Reputation: 21
n<-100000
aa<-rnorm(n)
bb<-rnorm(n)
system.time(lapply(aa, function(z){mean(bb<pnorm(z))}))
It takes too long to run this small code. Simply put, I have two vectors aa
and bb
. For each element of aa
, say aa[i]
, I want the proportion of bb < aa[i]
I found this article and tried to use it to speed up. But it does not work. Speed comparison of sapply with a composite function
Any help will be appreciated!
Upvotes: 2
Views: 713
Reputation: 263362
If you only want the proportion ' < aa[i]' then you should just determine the number of bb less than than each value of aa and then divide by length:
bbs <- sort(bb)
zz <- findInterval(aa, bbs)
zz <- zz/length(aa)
It does what you say you want, while your code I fear does not.
Upvotes: 1
Reputation: 4866
You may be able to use the findInterval
function:
n <- 25000
aa <- rnorm(n)
bb <- rnorm(n)
system.time(q1 <- lapply(aa, function(z){mean(bb<pnorm(z))}))
# user system elapsed
# 20.057 2.544 22.807
system.time(q2 <- findInterval(pnorm(aa), sort(bb))/n)
# user system elapsed
# 0.020 0.000 0.021
all.equal(as.vector(q1, "numeric"), q2)
# [1] TRUE
Note that findInterval
returns indices, so I've divided the result by n
. If you can sort pnorm(aa)
before giving it to findInterval
, it will be even faster.
Upvotes: 7
Reputation: 44648
I'm not meaning to be facetious but these are the types of problems that R is designed to solve without having to do every single calculation - ie, use statistics!

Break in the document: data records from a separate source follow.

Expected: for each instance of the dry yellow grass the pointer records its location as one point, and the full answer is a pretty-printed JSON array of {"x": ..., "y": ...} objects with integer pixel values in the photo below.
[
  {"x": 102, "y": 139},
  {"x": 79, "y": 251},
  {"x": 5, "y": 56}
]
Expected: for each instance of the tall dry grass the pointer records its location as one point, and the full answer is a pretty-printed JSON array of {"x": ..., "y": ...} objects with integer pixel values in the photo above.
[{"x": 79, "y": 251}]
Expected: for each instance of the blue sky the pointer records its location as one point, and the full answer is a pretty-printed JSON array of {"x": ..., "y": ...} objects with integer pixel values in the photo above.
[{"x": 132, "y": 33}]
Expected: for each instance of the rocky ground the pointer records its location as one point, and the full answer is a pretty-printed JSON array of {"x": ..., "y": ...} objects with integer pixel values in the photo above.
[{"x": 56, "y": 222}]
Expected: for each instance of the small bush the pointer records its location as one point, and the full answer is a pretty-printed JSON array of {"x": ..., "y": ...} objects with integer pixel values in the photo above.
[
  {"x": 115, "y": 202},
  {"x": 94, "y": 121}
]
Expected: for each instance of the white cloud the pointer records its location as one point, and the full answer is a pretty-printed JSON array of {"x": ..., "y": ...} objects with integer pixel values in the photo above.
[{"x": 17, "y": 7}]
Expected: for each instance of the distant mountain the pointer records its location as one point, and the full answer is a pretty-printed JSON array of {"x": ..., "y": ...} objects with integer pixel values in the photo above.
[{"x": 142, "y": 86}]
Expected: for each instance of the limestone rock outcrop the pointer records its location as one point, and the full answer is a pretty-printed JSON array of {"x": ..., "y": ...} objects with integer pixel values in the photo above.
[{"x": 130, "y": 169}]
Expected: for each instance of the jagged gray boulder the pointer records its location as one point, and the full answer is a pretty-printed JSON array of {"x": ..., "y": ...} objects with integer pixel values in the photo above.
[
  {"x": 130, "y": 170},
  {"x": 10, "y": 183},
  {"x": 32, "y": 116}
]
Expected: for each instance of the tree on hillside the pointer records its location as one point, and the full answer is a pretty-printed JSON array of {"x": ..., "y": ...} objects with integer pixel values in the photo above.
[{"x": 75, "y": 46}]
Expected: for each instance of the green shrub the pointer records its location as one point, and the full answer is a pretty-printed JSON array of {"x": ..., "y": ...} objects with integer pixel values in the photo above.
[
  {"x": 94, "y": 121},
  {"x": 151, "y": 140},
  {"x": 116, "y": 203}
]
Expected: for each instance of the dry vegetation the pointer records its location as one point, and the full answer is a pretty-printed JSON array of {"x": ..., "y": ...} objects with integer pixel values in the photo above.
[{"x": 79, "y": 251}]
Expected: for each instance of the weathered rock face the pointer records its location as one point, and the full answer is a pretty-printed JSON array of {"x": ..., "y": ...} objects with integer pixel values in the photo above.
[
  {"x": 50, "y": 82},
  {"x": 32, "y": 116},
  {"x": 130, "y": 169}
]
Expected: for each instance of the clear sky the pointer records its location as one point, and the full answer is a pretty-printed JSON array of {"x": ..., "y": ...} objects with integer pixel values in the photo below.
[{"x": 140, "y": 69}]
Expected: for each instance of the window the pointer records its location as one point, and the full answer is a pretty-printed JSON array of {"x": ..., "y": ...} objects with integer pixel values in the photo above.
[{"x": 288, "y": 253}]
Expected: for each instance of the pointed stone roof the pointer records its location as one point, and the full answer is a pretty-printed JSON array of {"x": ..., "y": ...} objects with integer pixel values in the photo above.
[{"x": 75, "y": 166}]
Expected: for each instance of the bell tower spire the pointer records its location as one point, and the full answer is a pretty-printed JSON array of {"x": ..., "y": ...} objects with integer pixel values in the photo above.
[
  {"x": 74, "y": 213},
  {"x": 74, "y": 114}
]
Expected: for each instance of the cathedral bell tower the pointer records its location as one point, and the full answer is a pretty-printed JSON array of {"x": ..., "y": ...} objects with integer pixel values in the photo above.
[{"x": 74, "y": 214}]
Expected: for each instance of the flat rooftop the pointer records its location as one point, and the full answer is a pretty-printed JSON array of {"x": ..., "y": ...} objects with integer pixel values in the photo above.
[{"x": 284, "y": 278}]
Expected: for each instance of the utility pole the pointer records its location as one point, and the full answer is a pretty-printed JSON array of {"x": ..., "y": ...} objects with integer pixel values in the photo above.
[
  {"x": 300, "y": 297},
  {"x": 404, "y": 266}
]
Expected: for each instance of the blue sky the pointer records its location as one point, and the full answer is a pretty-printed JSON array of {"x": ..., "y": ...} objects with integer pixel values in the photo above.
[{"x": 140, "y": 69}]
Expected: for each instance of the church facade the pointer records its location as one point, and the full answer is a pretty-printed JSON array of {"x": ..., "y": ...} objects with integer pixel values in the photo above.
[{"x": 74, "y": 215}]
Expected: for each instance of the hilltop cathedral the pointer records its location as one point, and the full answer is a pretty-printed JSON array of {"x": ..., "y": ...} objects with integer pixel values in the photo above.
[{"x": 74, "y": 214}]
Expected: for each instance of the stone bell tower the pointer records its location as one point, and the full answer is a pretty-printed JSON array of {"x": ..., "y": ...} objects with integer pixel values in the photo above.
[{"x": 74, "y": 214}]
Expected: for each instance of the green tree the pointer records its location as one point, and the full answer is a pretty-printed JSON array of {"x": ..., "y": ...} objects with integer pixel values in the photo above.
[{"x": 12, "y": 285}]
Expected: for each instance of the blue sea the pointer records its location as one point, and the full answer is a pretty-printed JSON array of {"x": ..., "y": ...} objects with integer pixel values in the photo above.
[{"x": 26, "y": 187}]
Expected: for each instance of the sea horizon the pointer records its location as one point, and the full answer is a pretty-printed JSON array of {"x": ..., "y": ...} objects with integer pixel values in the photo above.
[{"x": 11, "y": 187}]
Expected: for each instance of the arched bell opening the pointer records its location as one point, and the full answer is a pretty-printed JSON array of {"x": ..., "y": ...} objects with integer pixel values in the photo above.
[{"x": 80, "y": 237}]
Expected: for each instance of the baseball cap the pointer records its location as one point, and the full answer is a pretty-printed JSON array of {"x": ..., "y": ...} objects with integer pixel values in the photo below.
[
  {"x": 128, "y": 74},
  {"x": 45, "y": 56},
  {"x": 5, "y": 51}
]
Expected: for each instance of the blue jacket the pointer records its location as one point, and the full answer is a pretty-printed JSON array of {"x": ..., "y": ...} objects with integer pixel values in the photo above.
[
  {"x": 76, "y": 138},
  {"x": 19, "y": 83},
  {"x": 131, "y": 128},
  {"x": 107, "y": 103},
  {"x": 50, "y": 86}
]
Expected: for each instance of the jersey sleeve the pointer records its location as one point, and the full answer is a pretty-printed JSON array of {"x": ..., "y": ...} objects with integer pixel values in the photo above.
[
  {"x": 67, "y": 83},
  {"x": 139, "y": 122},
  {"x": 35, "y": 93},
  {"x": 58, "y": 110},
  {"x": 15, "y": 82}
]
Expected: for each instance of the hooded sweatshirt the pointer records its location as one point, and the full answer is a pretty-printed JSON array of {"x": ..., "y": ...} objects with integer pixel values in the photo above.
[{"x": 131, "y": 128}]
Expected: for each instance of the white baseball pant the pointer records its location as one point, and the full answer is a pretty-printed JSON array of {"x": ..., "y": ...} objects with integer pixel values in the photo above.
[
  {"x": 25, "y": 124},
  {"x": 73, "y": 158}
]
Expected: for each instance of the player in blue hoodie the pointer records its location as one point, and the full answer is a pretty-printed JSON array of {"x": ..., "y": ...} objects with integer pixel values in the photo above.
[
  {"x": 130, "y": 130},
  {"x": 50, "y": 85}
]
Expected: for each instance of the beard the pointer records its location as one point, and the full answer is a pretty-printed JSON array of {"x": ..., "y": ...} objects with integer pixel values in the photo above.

Assuming that the distributions are normal...
aa.new <- sample(aa, 1000)
bb.new <- sample(bb, 1000)
x <- lapply(aa.new, function(z){mean(bb.new<pnorm(z))})
x <- unlist(x)
mean(x)
You can be 99% certain that the proportion of bb < aa[i] falls between +/- 4% of mean(x).
For simple random sampling, 99% margin of error = 1.29/sqrt(n)
Upvotes: 1